I converted the 1/3 of my shares that had vested. I continued to work for the company for several more years, only leaving about four months ago. Shortly after I left, the CFO was axed and a new one came in (Of course, as in all such instances it was a ‘parting of ways’, as the euphemism go). The new CFO appears to be trying to reclaim outstanding shares.

Which brings us back to my letter.

Basically, it states that company is exercising its right to buy back my four hundred or so options. Actually, before I left I made sure to exercise my remaining 3,333 options. I even waited until the check I gave them cleared before turning in my two weeks notice. Those weren’t included in the letter. In fact, they weren’t mentioned at all.

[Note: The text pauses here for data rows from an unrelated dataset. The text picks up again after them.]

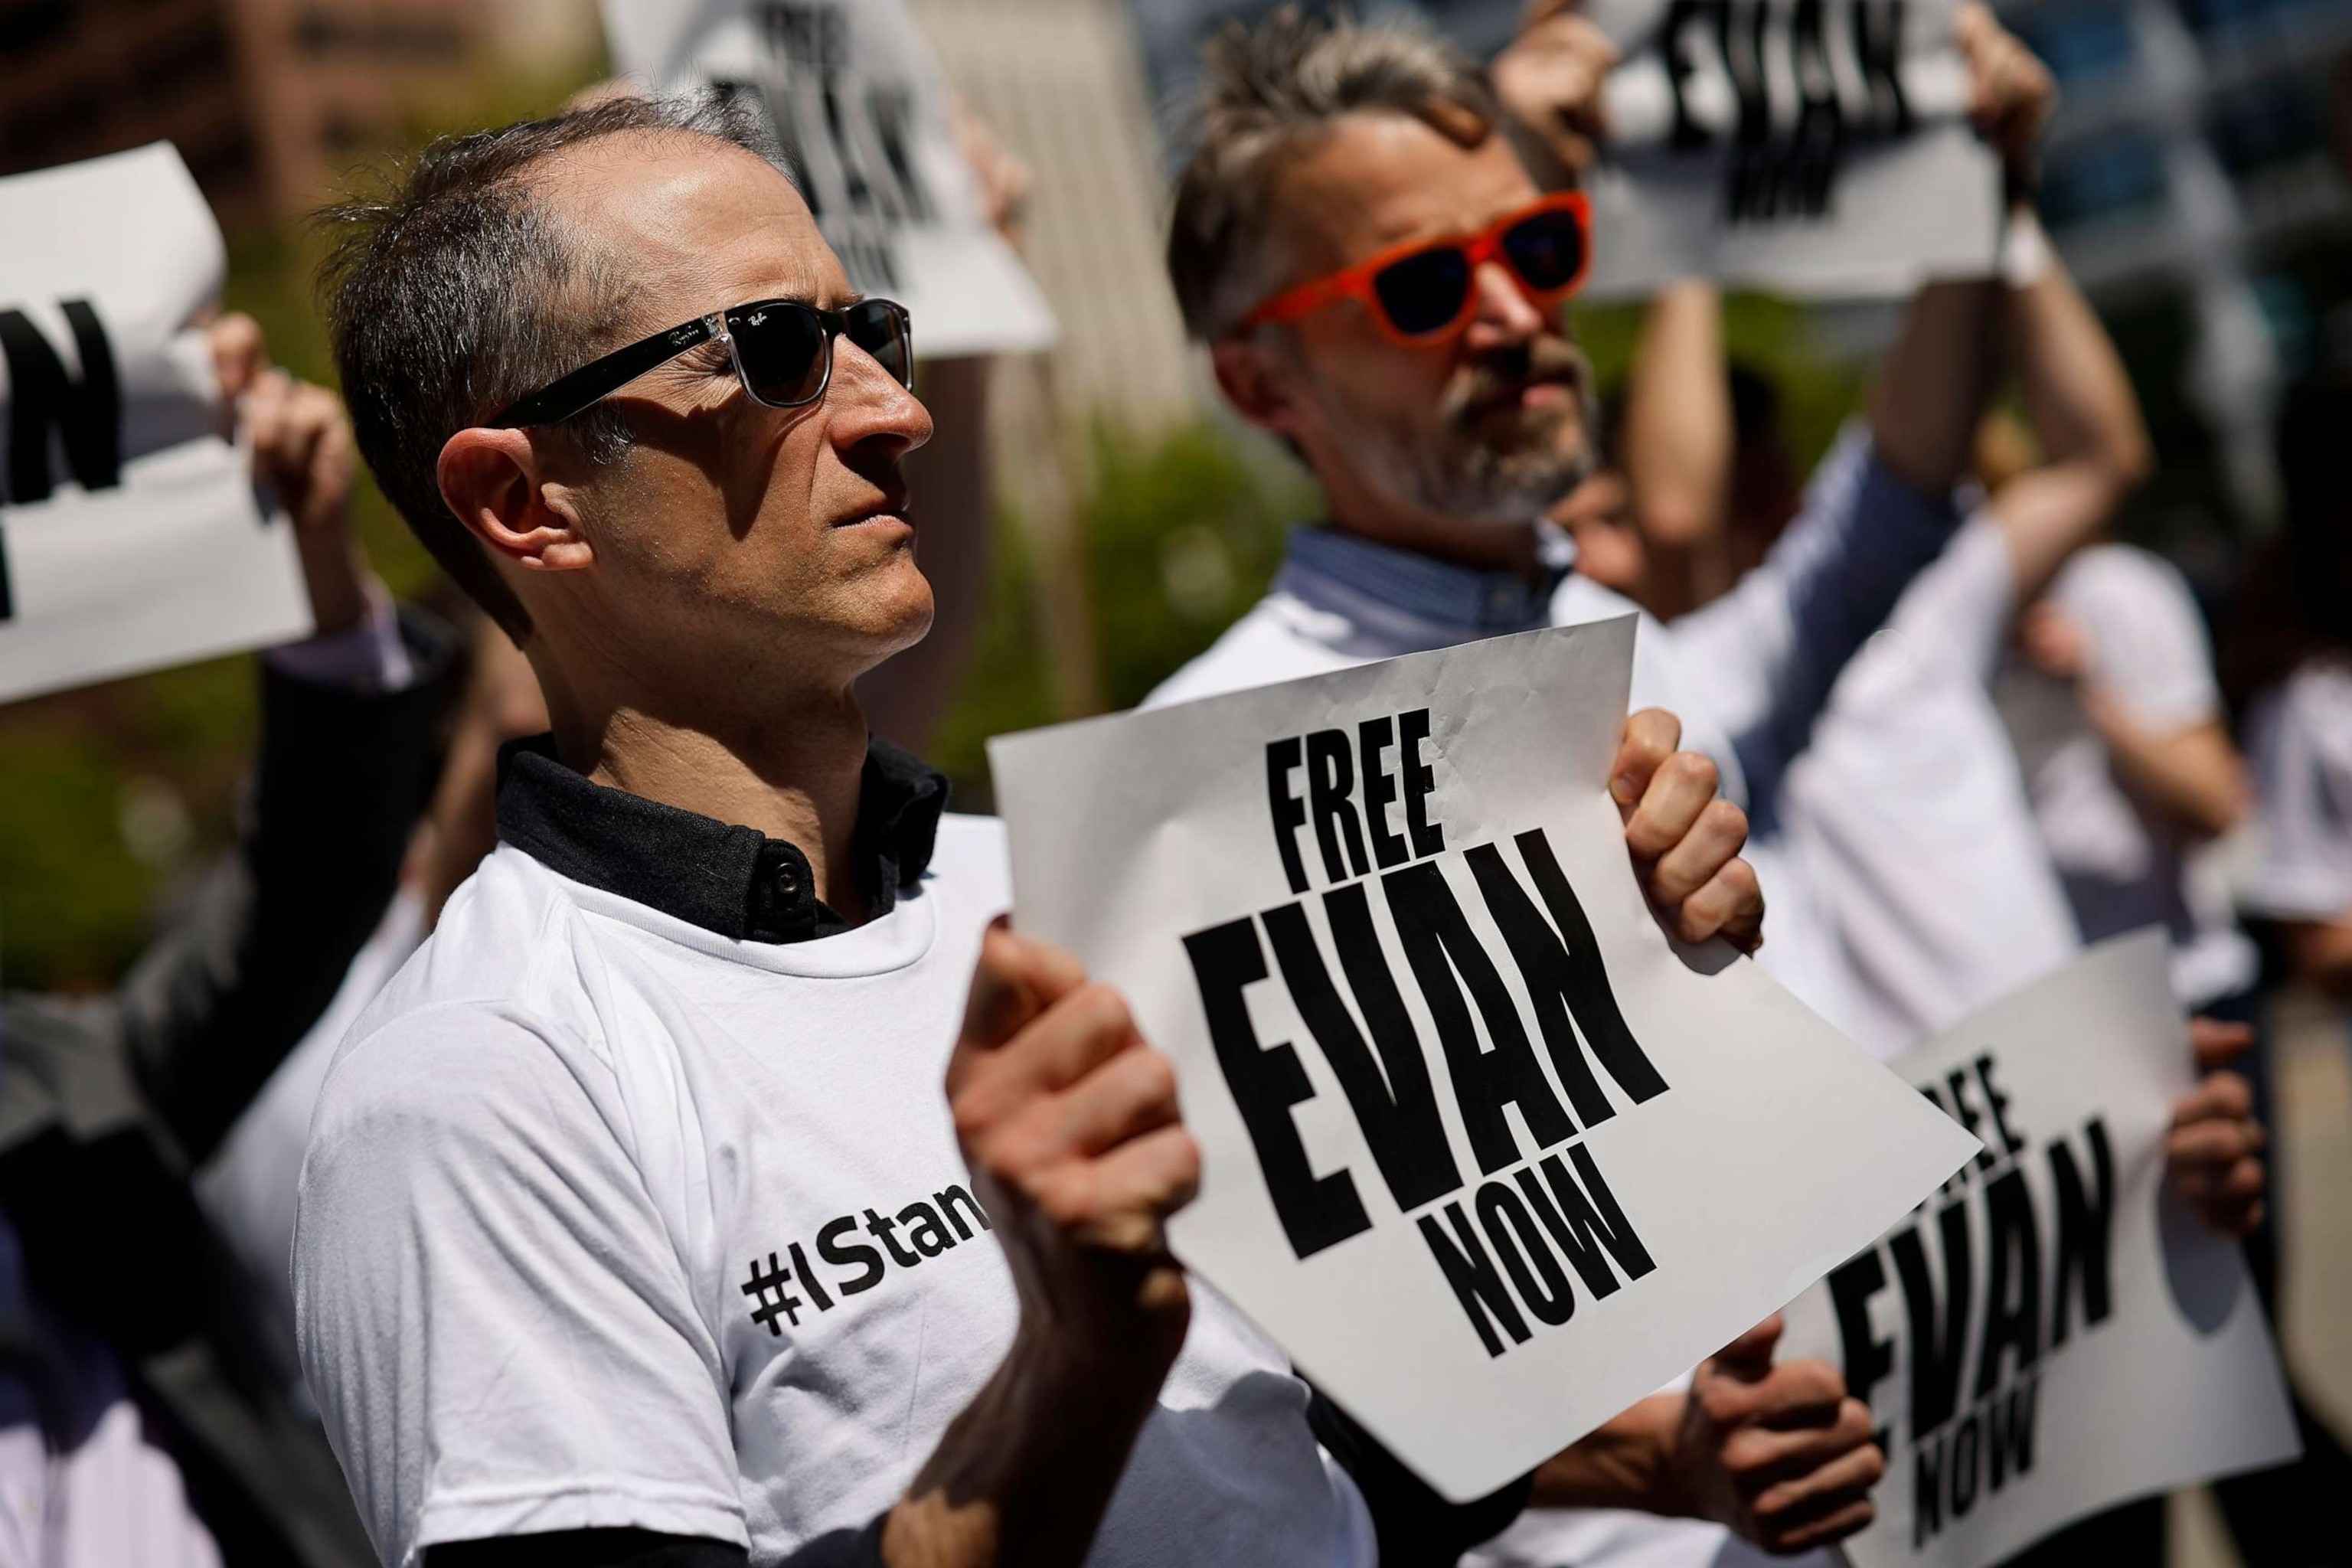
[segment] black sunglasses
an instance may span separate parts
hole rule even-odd
[[[874,356],[898,384],[911,384],[915,347],[907,308],[889,300],[861,300],[838,310],[798,300],[754,300],[729,310],[656,332],[509,405],[489,421],[493,429],[555,425],[611,396],[656,366],[714,339],[727,345],[735,378],[754,403],[798,408],[824,395],[833,382],[833,340],[845,337]]]

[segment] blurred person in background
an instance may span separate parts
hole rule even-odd
[[[268,1082],[196,1175],[196,1194],[243,1270],[270,1369],[298,1409],[315,1417],[302,1386],[294,1341],[294,1196],[335,1048],[352,1020],[423,945],[442,905],[498,844],[499,748],[547,729],[538,678],[504,632],[467,608],[470,670],[439,783],[411,836],[383,918],[352,960],[317,1023],[287,1053]]]
[[[2262,857],[2243,902],[2285,976],[2352,1003],[2352,369],[2314,374],[2279,422],[2285,522],[2249,574],[2229,648]]]
[[[2223,642],[2222,686],[2241,716],[2259,841],[2241,907],[2266,950],[2273,985],[2303,987],[2352,1011],[2352,370],[2323,369],[2281,409],[2285,512],[2249,570]],[[2259,1066],[2260,1064],[2258,1064]],[[2255,1082],[2264,1099],[2267,1071]],[[2263,1304],[2279,1310],[2275,1213],[2249,1238]],[[2290,1367],[2304,1456],[2216,1484],[2251,1568],[2346,1560],[2341,1500],[2352,1457],[2305,1400]]]
[[[1759,957],[1882,1058],[2081,946],[1992,688],[2018,606],[2110,521],[2150,457],[2097,317],[2030,214],[2021,208],[2011,221],[1998,340],[2042,460],[2021,465],[1989,496],[1956,490],[1969,521],[1839,677],[1780,794],[1783,847],[1810,901],[1781,898],[1772,884],[1774,941]],[[1769,384],[1727,365],[1716,290],[1699,282],[1663,290],[1643,324],[1623,428],[1611,433],[1624,471],[1604,470],[1553,514],[1576,533],[1580,564],[1653,596],[1686,595],[1694,606],[1754,570],[1801,511],[1772,403]],[[2248,1040],[2242,1026],[2206,1021],[2192,1037],[2208,1066],[2233,1059]],[[2222,1075],[2175,1108],[2175,1180],[2231,1234],[2261,1212],[2252,1103],[2242,1080]],[[2161,1524],[2160,1503],[2142,1506],[2023,1560],[2160,1562]],[[1514,1565],[1748,1560],[1739,1543],[1687,1525],[1534,1513],[1482,1554]]]
[[[368,570],[333,395],[271,368],[247,318],[211,337],[222,401],[294,530],[317,630],[260,660],[237,849],[121,985],[0,998],[8,1568],[370,1560],[333,1457],[267,1370],[190,1173],[382,914],[454,661],[446,631],[395,612]]]

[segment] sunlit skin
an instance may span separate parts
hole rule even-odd
[[[1641,598],[1645,552],[1622,474],[1598,470],[1552,509],[1551,518],[1576,541],[1577,571],[1629,599]]]
[[[554,215],[625,258],[625,319],[583,335],[578,363],[748,300],[856,297],[791,183],[740,149],[612,137],[546,178]],[[612,465],[522,430],[460,431],[441,454],[444,498],[530,613],[558,753],[811,846],[821,895],[854,908],[824,869],[856,820],[851,685],[930,625],[898,471],[930,416],[845,339],[806,407],[753,402],[719,345],[611,401],[637,433]]]
[[[1347,117],[1280,178],[1277,253],[1290,265],[1279,287],[1391,246],[1479,231],[1539,194],[1500,135],[1465,145],[1402,115]],[[1532,520],[1590,462],[1591,374],[1562,322],[1529,304],[1499,263],[1480,268],[1475,287],[1467,330],[1435,345],[1393,342],[1360,303],[1342,300],[1229,338],[1213,363],[1234,407],[1306,458],[1338,526],[1440,560],[1532,571]],[[1491,401],[1449,430],[1449,393],[1458,398],[1482,369]],[[1473,445],[1537,476],[1546,493],[1435,504],[1413,493],[1428,488],[1413,483],[1416,465],[1425,473]]]

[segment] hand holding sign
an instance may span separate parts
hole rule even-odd
[[[1201,1169],[1168,1058],[1076,959],[1000,921],[972,973],[948,1100],[1021,1331],[1148,1403],[1191,1310],[1160,1222]]]
[[[1202,1173],[1171,1245],[1457,1501],[1722,1345],[1973,1145],[1727,947],[1694,966],[1660,930],[1654,899],[1752,940],[1760,900],[1671,721],[1627,724],[1633,637],[990,743],[1024,927],[1175,1064]]]
[[[1952,15],[1952,42],[1969,65],[1969,119],[2012,174],[2042,143],[2058,104],[2058,84],[1990,10],[1967,0]]]
[[[2253,1048],[2251,1025],[2218,1018],[2189,1021],[2197,1065],[2210,1074],[2174,1102],[2164,1159],[2173,1187],[2198,1216],[2224,1236],[2246,1236],[2263,1222],[2263,1150],[2270,1136],[2254,1120],[2254,1091],[2218,1069]]]
[[[1674,916],[1675,934],[1700,942],[1721,937],[1742,952],[1764,942],[1764,894],[1738,858],[1748,814],[1717,795],[1713,761],[1678,752],[1682,721],[1662,708],[1625,721],[1610,770],[1609,795],[1625,816],[1625,847],[1642,890]]]
[[[1617,46],[1570,0],[1538,0],[1519,36],[1495,57],[1487,73],[1495,95],[1557,165],[1537,171],[1544,184],[1573,183],[1591,166],[1607,130],[1601,86],[1616,67]]]
[[[250,316],[223,316],[205,335],[222,401],[253,448],[253,477],[293,521],[317,635],[349,631],[367,618],[374,579],[351,528],[359,451],[343,401],[271,364]]]
[[[1726,1525],[1767,1552],[1802,1552],[1869,1524],[1886,1473],[1870,1407],[1824,1361],[1775,1363],[1765,1319],[1691,1375],[1668,1466],[1672,1511]]]

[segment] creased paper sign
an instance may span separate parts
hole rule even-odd
[[[2164,932],[2104,942],[1895,1062],[1984,1152],[1788,1311],[1886,1449],[1858,1568],[1983,1568],[2298,1451],[2238,1246],[2168,1190],[2191,1084]]]
[[[1801,295],[1982,277],[2000,170],[1949,0],[1593,0],[1624,63],[1588,184],[1596,297],[1676,278]]]
[[[604,0],[623,73],[758,104],[850,286],[907,307],[919,355],[1020,353],[1054,315],[989,226],[948,89],[901,0]],[[723,301],[732,303],[732,301]]]
[[[1719,944],[1608,795],[1631,617],[990,742],[1014,918],[1203,1156],[1171,1241],[1439,1491],[1503,1485],[1975,1141]]]
[[[168,143],[0,179],[0,701],[310,631],[219,434],[225,265]]]

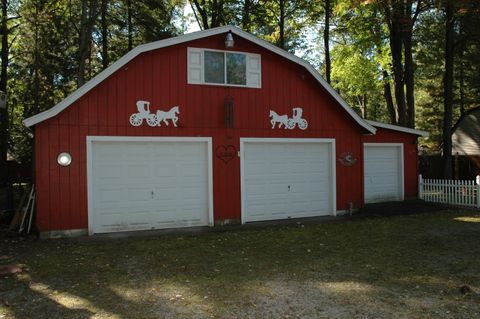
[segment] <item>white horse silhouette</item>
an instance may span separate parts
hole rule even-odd
[[[278,115],[277,112],[270,110],[270,123],[272,123],[272,129],[275,128],[276,123],[278,124],[278,128],[281,128],[283,125],[284,129],[287,129],[287,122],[288,122],[288,115]]]
[[[158,126],[161,126],[162,121],[168,126],[167,120],[172,120],[173,126],[177,127],[177,122],[178,122],[177,114],[180,114],[178,106],[172,107],[170,111],[167,111],[167,112],[158,110],[157,111]]]

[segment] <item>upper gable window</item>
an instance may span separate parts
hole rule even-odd
[[[225,83],[225,54],[216,51],[204,51],[203,70],[205,83]]]
[[[259,54],[188,48],[188,83],[261,87]]]

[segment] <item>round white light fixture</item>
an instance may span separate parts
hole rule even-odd
[[[57,163],[60,166],[70,165],[72,163],[72,155],[70,155],[70,153],[67,153],[67,152],[58,154]]]

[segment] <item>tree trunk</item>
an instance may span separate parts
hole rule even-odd
[[[392,32],[395,33],[395,32]],[[395,100],[397,102],[398,124],[405,125],[405,93],[403,82],[403,66],[402,66],[402,43],[401,37],[397,34],[390,36],[390,48],[392,50],[393,64],[393,81]]]
[[[87,0],[82,0],[82,13],[80,16],[80,35],[78,45],[78,75],[77,75],[77,87],[81,87],[85,83],[85,63],[86,57],[86,42],[88,41],[87,35],[87,14],[88,5]]]
[[[210,12],[210,28],[218,26],[218,1],[212,0],[212,9]]]
[[[80,36],[78,47],[78,77],[77,87],[85,84],[85,69],[90,53],[92,32],[97,18],[97,1],[82,0],[82,14],[80,18]]]
[[[133,49],[132,0],[127,0],[128,51]]]
[[[364,93],[362,96],[362,105],[363,105],[363,118],[367,119],[368,118],[368,112],[367,112],[367,94]]]
[[[388,24],[390,31],[390,49],[392,52],[393,81],[395,100],[397,102],[398,124],[405,125],[405,92],[402,63],[402,23],[403,4],[398,2],[392,8],[392,16]]]
[[[420,5],[420,3],[417,3]],[[402,38],[404,47],[404,65],[405,65],[405,96],[406,96],[406,125],[415,128],[415,96],[414,96],[414,65],[412,54],[412,33],[413,33],[413,19],[412,19],[412,1],[408,0],[405,3],[405,12],[403,18]]]
[[[331,61],[330,61],[330,0],[325,0],[325,29],[323,30],[323,43],[325,46],[325,77],[330,84]]]
[[[35,6],[35,19],[38,19],[40,14],[41,8],[39,8],[40,4],[36,4]],[[32,116],[37,114],[41,111],[40,109],[40,31],[39,31],[39,23],[36,21],[34,24],[34,49],[33,49],[33,63],[31,69],[31,77],[32,77],[32,87],[33,87],[33,104],[32,108],[27,110],[26,117]]]
[[[102,69],[105,70],[108,67],[108,21],[107,21],[107,9],[108,9],[108,0],[102,0],[102,14],[101,14],[101,24],[102,24]]]
[[[280,29],[280,39],[278,46],[285,50],[285,0],[280,0],[280,18],[278,20],[278,27]]]
[[[460,59],[463,58],[462,55],[459,56]],[[465,70],[463,61],[460,61],[460,115],[465,114]]]
[[[2,64],[0,70],[0,90],[7,93],[8,81],[8,26],[7,26],[8,0],[2,0]],[[0,187],[7,184],[7,152],[8,152],[8,108],[0,108]],[[8,199],[7,199],[8,201]]]
[[[408,39],[404,38],[405,46],[405,91],[407,104],[406,125],[415,128],[415,96],[414,96],[414,68],[412,57],[412,33],[409,32]]]
[[[390,87],[390,81],[388,79],[388,72],[383,70],[383,96],[387,104],[388,115],[390,115],[390,123],[397,124],[397,112],[395,111],[395,105],[393,104],[392,89]]]
[[[459,60],[459,91],[460,91],[460,115],[465,114],[465,65],[463,60],[463,52],[465,51],[465,40],[463,39],[462,26],[459,28],[460,47],[458,48],[458,60]]]
[[[212,0],[210,28],[216,28],[225,24],[225,13],[223,12],[223,0]]]
[[[402,38],[405,58],[405,95],[406,95],[406,126],[415,128],[415,97],[414,97],[414,65],[412,54],[412,1],[406,1],[405,13],[403,19]]]
[[[443,177],[452,178],[452,122],[453,122],[453,62],[455,37],[454,8],[451,1],[445,3],[445,74],[443,78]]]
[[[243,2],[242,29],[247,32],[250,32],[250,28],[252,24],[252,21],[250,18],[251,7],[252,7],[252,0],[245,0]]]
[[[195,7],[192,5],[192,10],[195,14],[195,17],[197,18],[197,22],[200,26],[200,29],[202,30],[210,29],[210,26],[208,24],[208,13],[205,8],[205,1],[202,0],[202,3],[200,3],[198,2],[198,0],[193,0],[193,4],[195,5]],[[200,19],[198,19],[197,12],[198,14],[200,14]]]

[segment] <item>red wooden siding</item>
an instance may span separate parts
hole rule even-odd
[[[404,187],[405,198],[414,198],[418,195],[418,157],[417,136],[377,128],[375,135],[367,135],[364,143],[403,143]]]
[[[416,145],[408,134],[389,133],[363,137],[364,130],[301,66],[235,37],[235,51],[261,54],[262,88],[238,88],[187,84],[187,47],[224,49],[224,35],[147,52],[84,95],[57,117],[36,126],[37,223],[41,231],[81,229],[87,221],[86,137],[207,136],[213,139],[214,218],[216,222],[240,220],[240,159],[227,164],[215,157],[217,147],[233,145],[240,137],[335,138],[336,158],[351,152],[357,164],[337,161],[337,209],[363,203],[362,141],[384,138],[405,141],[406,194],[414,195],[410,174],[415,172]],[[234,129],[224,128],[225,97],[234,100]],[[151,112],[180,107],[178,128],[133,127],[129,116],[136,101],[151,102]],[[271,129],[269,111],[291,114],[304,109],[308,129]],[[72,164],[60,167],[58,153],[72,154]],[[407,160],[408,156],[408,160]],[[407,177],[408,176],[408,177]],[[413,176],[413,175],[412,175]],[[413,183],[413,184],[412,184]]]

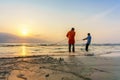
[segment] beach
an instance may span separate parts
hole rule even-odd
[[[0,80],[119,80],[119,61],[76,55],[0,58]]]
[[[0,80],[119,80],[120,45],[1,44]]]

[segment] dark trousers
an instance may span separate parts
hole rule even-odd
[[[86,44],[85,46],[85,50],[88,51],[88,47],[89,47],[90,44]]]
[[[71,52],[71,47],[72,47],[72,52],[75,52],[75,44],[69,44],[69,52]]]

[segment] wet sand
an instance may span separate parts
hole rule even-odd
[[[119,80],[119,62],[77,55],[0,58],[0,80]]]

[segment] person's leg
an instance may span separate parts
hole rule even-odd
[[[88,51],[89,44],[86,44],[85,50]]]
[[[72,51],[75,52],[75,44],[72,44]]]
[[[71,44],[69,44],[69,52],[71,52]]]

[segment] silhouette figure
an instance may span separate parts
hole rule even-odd
[[[91,43],[91,35],[90,35],[90,33],[88,33],[87,34],[88,36],[86,37],[86,38],[84,38],[83,40],[87,40],[87,43],[86,43],[86,46],[85,46],[85,50],[88,52],[88,47],[89,47],[89,45],[90,45],[90,43]]]
[[[68,33],[67,33],[67,37],[68,37],[68,44],[69,44],[69,52],[71,52],[71,47],[72,47],[72,52],[75,52],[75,29],[72,28]]]

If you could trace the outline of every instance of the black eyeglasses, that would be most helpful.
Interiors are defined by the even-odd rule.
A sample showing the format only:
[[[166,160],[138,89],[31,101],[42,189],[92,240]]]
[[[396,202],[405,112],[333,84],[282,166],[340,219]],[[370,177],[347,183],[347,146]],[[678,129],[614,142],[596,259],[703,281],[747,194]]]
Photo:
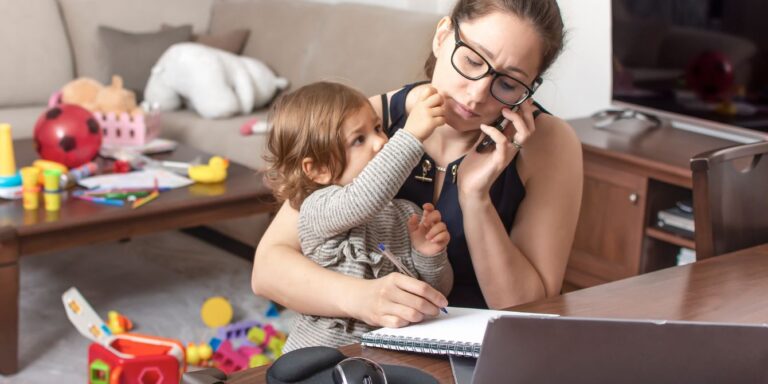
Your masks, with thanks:
[[[453,34],[456,40],[456,47],[451,55],[451,64],[456,69],[456,72],[469,80],[480,80],[488,75],[493,76],[493,80],[491,80],[491,95],[509,107],[522,104],[536,92],[536,89],[541,85],[541,77],[537,77],[533,81],[533,85],[529,87],[514,77],[499,73],[493,69],[488,60],[461,41],[458,20],[451,19],[451,22],[453,23]]]
[[[387,384],[381,365],[364,357],[349,357],[333,367],[335,384]]]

When I called, I was told it was oversight and to write up an email detailing that I’d given the check to them, etc. I then got an email response asking if it was alright if a lawyer for the company and one of the financial officers called me the next day. Hmm, that seems a bit fishy, I thought.

I would have suspected, they’d simply email me back, saying they’d correct the oversight.
The phone conversation went something like this: since the company had gone through a recaptilization my original grant of 3,333 shares really only converted to 1,690 units or so. About half the amount. Further, the 447 unit originally listed in my letter were my preferred shares and for the purposes of purchase were no different from my other units.

Huh.

So after four years of tireless service, the options I’d clung to, the options that helped to keep me at the company, that I’d viewed as some small recompense for the below average pay, the overwork, the sacrifice of my personal life. These options were worth: $1800. And I couldn’t keep a damn thing.

It’s very disappointing. But it’s not in anyway at odds with how I’d seen this company treat its employees over the years. People dismissed for minor mistakes, kicked to the curb when they’d outlived their usefulness, folks who given their all to this company, worked long hard hours, asked to dump their stuff in a little box, and escorted out of the building like criminals. So, the fact that the company is repurchasing my options and thus crushing my hopes without so much as a whoopsy daisy is hardly surprising.

Hey, I guess I’m lucky. There are a lot of folks still waiting for forty acres and a mule.

1 comment:

Unknown said...

On a side note, I chatted with Alan the other day. He says he is feared and admired at his new job. Surprisingly machiavellian.